Семидесятисемилетняя женщина знает, что в три года она почувствовала себя отдельным существом. Всю жизнь бережет фразу, выражающую папин характер: «… как хорошо бы, чтобы он запел». Ясно помнит парижский праздник для детей, который открыл ей социальное неравенство. Навсегда решает, что нельзя жить в Тель-Авиве, раз бабушка не смеет провожать ее на пароход в субботу. Свежи незабываемые эпизоды — это одно. Усвоенный полвека и более назад опыт Лилианна Лунгина способна, не подправляя задним числом, выразить сейчас, но видя событие тогдашними глазами. Вот посмотрит чуть поверх объектива, рассказав про первый конвой у пересыльной тюрьмы, и добавит: «…хотя тебе двадцать один год, больше не хочется жить». Она знает за собой обыкновение искать среди подружек сыновей дочку — раз своей Бог не дал. Понимает, как сталинское «Жить стало лучше, жить стало веселее» разрешило в СССР частную жизнь. Для нее официозный критик — «растленный литературовед». После полувека замужества она, уже вдова, определит чужие счастливые браки серьезными, а свой — счастливым веселым. Пока не услышишь — не поверишь, будто такой русский язык еще жив.

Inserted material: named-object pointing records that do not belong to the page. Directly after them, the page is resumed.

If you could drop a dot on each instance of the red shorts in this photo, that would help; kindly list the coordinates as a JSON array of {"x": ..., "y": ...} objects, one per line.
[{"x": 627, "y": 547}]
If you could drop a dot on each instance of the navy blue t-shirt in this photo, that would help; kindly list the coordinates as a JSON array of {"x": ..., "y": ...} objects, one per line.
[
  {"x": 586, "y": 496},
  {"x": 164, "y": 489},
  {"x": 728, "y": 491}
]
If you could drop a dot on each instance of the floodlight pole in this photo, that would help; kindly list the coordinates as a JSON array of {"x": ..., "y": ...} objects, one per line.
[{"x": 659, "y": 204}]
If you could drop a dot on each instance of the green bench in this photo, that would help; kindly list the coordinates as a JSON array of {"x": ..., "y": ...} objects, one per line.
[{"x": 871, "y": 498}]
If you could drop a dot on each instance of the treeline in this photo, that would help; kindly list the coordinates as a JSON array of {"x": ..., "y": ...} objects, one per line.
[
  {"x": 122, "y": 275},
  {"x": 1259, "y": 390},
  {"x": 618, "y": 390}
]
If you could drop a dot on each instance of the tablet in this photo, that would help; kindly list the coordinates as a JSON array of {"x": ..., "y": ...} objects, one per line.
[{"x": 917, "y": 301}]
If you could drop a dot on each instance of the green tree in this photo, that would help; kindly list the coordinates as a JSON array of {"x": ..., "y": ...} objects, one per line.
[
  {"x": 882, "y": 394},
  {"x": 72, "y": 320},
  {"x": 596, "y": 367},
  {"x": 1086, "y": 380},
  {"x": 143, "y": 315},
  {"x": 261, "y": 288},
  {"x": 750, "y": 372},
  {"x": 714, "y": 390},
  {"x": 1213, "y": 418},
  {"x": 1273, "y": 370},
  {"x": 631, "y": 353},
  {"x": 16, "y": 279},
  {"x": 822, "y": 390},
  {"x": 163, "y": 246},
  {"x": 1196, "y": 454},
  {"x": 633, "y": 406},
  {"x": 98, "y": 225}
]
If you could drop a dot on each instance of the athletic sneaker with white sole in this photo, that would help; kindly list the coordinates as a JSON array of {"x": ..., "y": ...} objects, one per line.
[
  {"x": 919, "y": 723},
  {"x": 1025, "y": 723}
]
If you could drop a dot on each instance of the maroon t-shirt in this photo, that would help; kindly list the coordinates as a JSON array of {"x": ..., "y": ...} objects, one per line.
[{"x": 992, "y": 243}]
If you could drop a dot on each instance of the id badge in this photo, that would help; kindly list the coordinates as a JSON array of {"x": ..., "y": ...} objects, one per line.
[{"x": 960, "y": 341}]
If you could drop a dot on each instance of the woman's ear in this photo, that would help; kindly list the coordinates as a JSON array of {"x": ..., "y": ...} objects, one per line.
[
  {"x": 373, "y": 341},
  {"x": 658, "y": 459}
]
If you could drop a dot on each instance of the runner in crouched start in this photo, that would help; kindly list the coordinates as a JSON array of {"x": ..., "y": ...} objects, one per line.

На обычный телепродюсерский взгляд, решение канала «Россия» — показывать монолог Лунгиной четыре вечера подряд — акция рискованная. Мол, вы ж понимаете, как отнесутся ширнармассы к поучениям старой еврейки. Хотя, по-моему, даже самая забубённая жертва национальных стереотипов через две минуты такой речи перестает замечать прононс и картавость. Как не думают же про Лотмана — еврей, а про Андроникова — грузин. Но Лилианна Зиновьевна много говорит про свое еврейство — с момента его вынужденного осознания, со второй половины 40-х. А до того обращают на себя внимание списки фамилий учеников в школе и студентов в ИФЛИ. Последние поэты-романтики советского строя, они ушли добровольцами на фронт, — Кауфман, Коган, Багрицкий. Выживет только Кауфман и после войны должен будет стать Самойловым. Сама Лунгина, сызмальства европеизированная, советским человеком не стала даже в юности. Зато весь ее круг друзей прошел путь от еврейской горячности в русском большевизме к еврейской горячности в русском диссидентстве. Разные меры большевизма и диссидентства, но путь этот — из важнейших в общественной жизни страны в XX веке. Даже если кто и сочтет явно некоренные внешность и выговор эфирно уязвимыми, это все сказать за всех — включая дворянина Виктора Некрасова — могла только она. Подтвердив истину, что нет уже евреев — есть русское городское население.
Семену и Лилианне Лунгиным, конечно, повезло. «Лица творческих профессий» — почти единственные в СССР хозяева своей судьбы. Киносценарии и переводы, по тогдашним меркам, оплачивались очень хорошо. Борьба с космополитизмом продолжалась 6 лет, а не 60, как колхозы в деревне домработницы Моти. А растленных тварей власть рекрутировала себе на службу отовсюду, не только из интеллигентов. И если существовала советская элита, то творческая и научная. Только у них оставалось известное «самостояние», некоторая служебная и материальная независимость. В мире сплошных назначенцев по анкетным данным там по-прежнему много значили дар Божий и работа. И наследие лучших деятелей — единственный безусловный вклад послевоенных десятилетий в национальную цивилизацию: не советская культура, а русская культура советского периода.